Prometheus is available at http://localhost:9090.

External Prometheus¶

Add to your prometheus.yml:

scrape_configs:
  - job_name: inference-engine
    static_configs:
      - targets: ['localhost:8000']
    metrics_path: /metrics

No auth header needed.

Recommended alerts¶

Alert	Query	Threshold
High error rate	`rate(inference_errors_total[5m]) / rate(inference_requests_total[5m])`	> 5%
High p99 latency	`histogram_quantile(0.99, rate(inference_latency_seconds_bucket[5m]))`	> 2s
Timeout spike	`rate(executor_timeouts_total[5m])`	> 0
Queue depth growing	`job_queue_depth`	> 100

Grafana¶

The project ships Grafana pre-provisioned with the Prometheus datasource. Start it with:

bash dev.sh --observability

Or alongside an already-running stack:

docker compose --profile observability up -d

Grafana is available at http://localhost:3000. Default login: admin / admin (override with GRAFANA_PASSWORD in .env).

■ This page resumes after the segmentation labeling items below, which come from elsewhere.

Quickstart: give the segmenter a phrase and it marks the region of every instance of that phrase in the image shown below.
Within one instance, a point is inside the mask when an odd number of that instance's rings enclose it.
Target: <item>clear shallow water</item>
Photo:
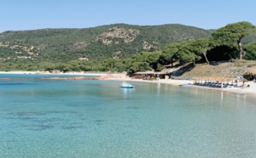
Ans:
[[[165,84],[119,84],[0,81],[0,157],[256,155],[255,99]]]

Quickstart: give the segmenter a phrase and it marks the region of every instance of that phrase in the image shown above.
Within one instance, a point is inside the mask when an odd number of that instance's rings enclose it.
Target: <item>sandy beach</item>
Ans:
[[[34,74],[34,75],[72,75],[72,76],[101,76],[108,73],[98,73],[98,72],[49,72],[49,71],[0,71],[0,74]]]
[[[100,77],[101,78],[101,77]],[[163,84],[170,84],[173,86],[189,86],[194,88],[205,88],[209,90],[216,90],[216,91],[223,91],[225,93],[242,94],[242,95],[250,95],[256,99],[256,82],[247,82],[246,85],[250,85],[249,87],[228,87],[224,88],[218,88],[218,87],[210,87],[205,86],[198,86],[194,84],[194,81],[192,80],[172,80],[172,79],[160,79],[159,81],[148,81],[143,79],[132,79],[125,76],[110,76],[108,78],[104,78],[103,80],[110,80],[110,81],[120,81],[120,82],[151,82],[151,83],[163,83]],[[240,85],[242,83],[240,82]]]
[[[247,82],[247,85],[250,85],[249,87],[229,87],[225,88],[216,88],[205,86],[194,85],[194,81],[192,80],[173,80],[173,79],[160,79],[158,81],[148,81],[143,79],[132,79],[128,77],[125,73],[122,74],[109,74],[106,73],[97,73],[97,72],[59,72],[59,73],[50,73],[48,71],[0,71],[0,74],[38,74],[38,75],[70,75],[70,76],[98,76],[100,80],[110,80],[110,81],[120,81],[120,82],[143,82],[151,83],[162,83],[170,84],[173,86],[189,86],[195,88],[205,88],[209,90],[223,91],[226,93],[237,93],[237,94],[247,94],[256,98],[256,82]],[[240,83],[241,85],[241,83]]]

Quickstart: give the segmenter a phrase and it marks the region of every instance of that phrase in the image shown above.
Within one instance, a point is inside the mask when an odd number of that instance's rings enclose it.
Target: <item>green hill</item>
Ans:
[[[142,51],[161,50],[172,42],[208,37],[212,31],[177,24],[9,31],[0,33],[0,62],[125,59]]]

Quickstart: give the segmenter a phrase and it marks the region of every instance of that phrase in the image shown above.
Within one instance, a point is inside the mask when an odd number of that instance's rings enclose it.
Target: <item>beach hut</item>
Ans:
[[[250,70],[245,71],[243,73],[242,76],[248,81],[256,79],[256,69],[250,69]]]

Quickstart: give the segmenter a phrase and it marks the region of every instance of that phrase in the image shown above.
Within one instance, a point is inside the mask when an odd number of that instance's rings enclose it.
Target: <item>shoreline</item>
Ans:
[[[189,80],[172,80],[172,79],[160,79],[159,81],[147,81],[143,79],[131,79],[131,78],[106,78],[103,80],[108,81],[120,81],[120,82],[150,82],[150,83],[162,83],[169,84],[172,86],[187,86],[192,88],[202,88],[207,90],[214,90],[220,91],[229,93],[235,93],[240,95],[248,95],[256,99],[256,82],[247,82],[247,84],[250,85],[250,87],[241,88],[241,87],[225,87],[225,88],[218,88],[218,87],[210,87],[204,86],[194,85],[193,81]]]
[[[132,79],[128,77],[124,73],[119,74],[109,74],[109,73],[100,73],[100,72],[58,72],[58,73],[50,73],[48,71],[0,71],[0,75],[9,74],[9,75],[70,75],[70,76],[95,76],[98,77],[98,80],[102,81],[119,81],[119,82],[150,82],[150,83],[162,83],[169,84],[172,86],[187,86],[193,88],[203,88],[207,90],[215,90],[221,91],[230,93],[236,93],[241,95],[249,95],[256,99],[256,82],[247,82],[247,84],[250,85],[250,87],[241,88],[241,87],[225,87],[225,88],[218,88],[218,87],[210,87],[204,86],[194,85],[194,82],[190,80],[173,80],[173,79],[160,79],[159,81],[148,81],[143,79]]]
[[[107,75],[108,73],[100,73],[100,72],[49,72],[49,71],[0,71],[0,75],[4,75],[4,74],[9,74],[9,75],[76,75],[76,76],[102,76],[104,75]]]

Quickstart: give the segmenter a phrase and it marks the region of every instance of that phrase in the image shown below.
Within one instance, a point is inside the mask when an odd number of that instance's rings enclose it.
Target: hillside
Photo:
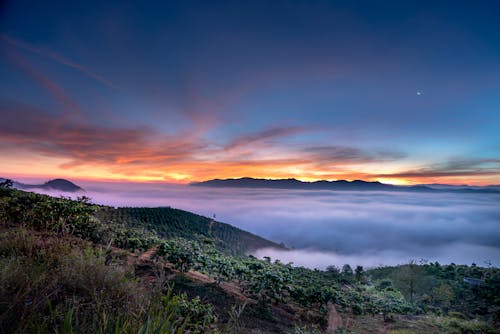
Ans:
[[[311,270],[230,255],[208,218],[160,209],[0,186],[0,333],[498,332],[497,268]]]
[[[161,238],[214,239],[216,247],[228,254],[244,255],[265,247],[284,248],[229,224],[179,209],[101,207],[96,216],[103,222],[154,231]]]
[[[303,189],[303,190],[384,190],[384,191],[433,191],[424,186],[395,186],[380,182],[355,181],[314,181],[304,182],[296,179],[255,179],[244,177],[240,179],[214,179],[192,183],[193,186],[215,188],[269,188],[269,189]]]
[[[261,188],[261,189],[290,189],[290,190],[335,190],[335,191],[410,191],[410,192],[459,192],[459,193],[500,193],[496,186],[469,187],[450,185],[413,185],[399,186],[369,182],[363,180],[337,180],[337,181],[312,181],[305,182],[296,179],[256,179],[243,177],[239,179],[214,179],[203,182],[193,182],[192,186],[212,188]]]
[[[3,182],[5,180],[6,179],[4,178],[0,178],[0,182]],[[43,184],[26,184],[22,182],[13,181],[12,185],[14,188],[21,190],[43,189],[43,190],[57,190],[64,192],[77,192],[84,190],[82,187],[65,179],[53,179]]]

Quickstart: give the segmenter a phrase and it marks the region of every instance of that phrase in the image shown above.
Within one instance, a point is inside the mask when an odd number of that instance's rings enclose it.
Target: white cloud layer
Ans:
[[[259,250],[307,267],[376,266],[410,259],[500,265],[500,195],[85,183],[94,202],[172,206],[295,248]]]

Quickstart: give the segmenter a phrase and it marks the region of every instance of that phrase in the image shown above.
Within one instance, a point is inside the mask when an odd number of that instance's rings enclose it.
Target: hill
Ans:
[[[6,179],[0,178],[0,182],[5,181]],[[43,189],[43,190],[58,190],[64,192],[77,192],[84,191],[84,189],[71,181],[65,179],[53,179],[49,180],[43,184],[25,184],[21,182],[14,181],[13,187],[21,190],[30,190],[30,189]]]
[[[103,222],[154,231],[160,238],[213,239],[218,249],[243,255],[259,248],[281,248],[272,241],[188,211],[169,207],[111,208],[101,207],[96,216]]]
[[[452,334],[500,327],[497,268],[410,262],[311,270],[230,255],[217,247],[232,239],[216,232],[218,224],[176,209],[114,209],[2,184],[0,333]]]
[[[303,190],[383,190],[383,191],[433,191],[425,186],[395,186],[378,181],[362,180],[346,181],[313,181],[304,182],[296,179],[255,179],[244,177],[239,179],[214,179],[191,183],[193,186],[215,188],[271,188],[271,189],[303,189]]]
[[[337,180],[305,182],[297,179],[256,179],[243,177],[239,179],[213,179],[203,182],[193,182],[190,185],[213,188],[262,188],[262,189],[291,189],[291,190],[349,190],[349,191],[411,191],[411,192],[460,192],[460,193],[500,193],[497,186],[472,187],[467,185],[413,185],[398,186],[378,181]]]

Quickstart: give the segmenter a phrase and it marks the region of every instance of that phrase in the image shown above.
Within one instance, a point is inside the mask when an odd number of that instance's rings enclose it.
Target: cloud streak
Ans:
[[[67,66],[69,68],[72,68],[74,70],[77,70],[78,72],[108,86],[111,88],[117,88],[115,84],[113,84],[110,80],[104,78],[102,75],[99,75],[91,70],[89,70],[87,67],[80,65],[74,61],[71,61],[62,55],[52,52],[52,51],[42,51],[39,48],[35,48],[27,43],[21,42],[17,39],[14,39],[6,34],[1,34],[0,39],[4,41],[4,43],[13,46],[19,50],[27,51],[33,54],[37,54],[39,56],[42,56],[44,58],[51,59],[52,61],[55,61],[56,63],[59,63],[61,65]]]

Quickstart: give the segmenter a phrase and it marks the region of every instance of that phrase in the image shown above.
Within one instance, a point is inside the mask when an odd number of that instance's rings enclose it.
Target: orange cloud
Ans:
[[[199,135],[164,134],[148,127],[113,128],[71,118],[61,120],[18,104],[0,104],[0,112],[0,170],[10,175],[174,182],[244,176],[405,184],[485,184],[500,180],[500,159],[455,161],[409,170],[397,165],[406,156],[401,152],[334,145],[297,148],[279,142],[304,131],[301,128],[264,130],[224,145]]]

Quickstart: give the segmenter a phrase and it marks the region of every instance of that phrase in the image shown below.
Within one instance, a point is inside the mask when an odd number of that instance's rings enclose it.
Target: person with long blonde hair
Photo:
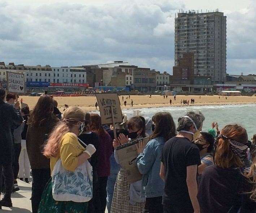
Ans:
[[[93,145],[89,144],[85,148],[78,139],[83,131],[84,120],[84,113],[79,108],[69,108],[65,110],[63,119],[51,134],[43,152],[44,155],[50,159],[51,173],[60,158],[65,170],[74,171],[95,152]],[[52,181],[49,181],[42,196],[38,212],[86,213],[87,207],[88,202],[56,202],[52,197]]]
[[[198,190],[201,213],[226,213],[241,203],[248,142],[246,130],[236,124],[226,126],[217,136],[215,165],[205,169]]]

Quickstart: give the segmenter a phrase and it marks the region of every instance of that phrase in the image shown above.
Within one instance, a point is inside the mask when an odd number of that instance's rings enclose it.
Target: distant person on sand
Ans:
[[[69,106],[68,105],[68,104],[64,104],[64,109],[63,109],[63,111],[65,111],[66,110],[66,109],[68,108]]]

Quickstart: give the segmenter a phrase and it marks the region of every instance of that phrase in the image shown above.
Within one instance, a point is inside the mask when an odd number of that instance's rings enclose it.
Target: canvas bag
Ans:
[[[92,167],[87,160],[71,171],[64,168],[59,159],[52,178],[52,197],[56,201],[83,203],[92,197]]]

Use Explore → Prometheus to query metrics. Key queries:

Request rate: rate(inference_requests_total[1m])
p99 latency: histogram_quantile(0.99, rate(inference_latency_seconds_bucket[5m]))
Error rate: rate(inference_errors_total[5m])
Queue depth: job_queue_depth

Log aggregation¶

All logs are JSON on stdout. Ship to your collector without additional parsing:

# Loki
docker compose logs -f api | promtail ...

Use request_id to correlate log lines with job records and OTel traces.

Distributed tracing¶

See Tracing for OpenTelemetry setup with Jaeger or any OTLP-compatible backend.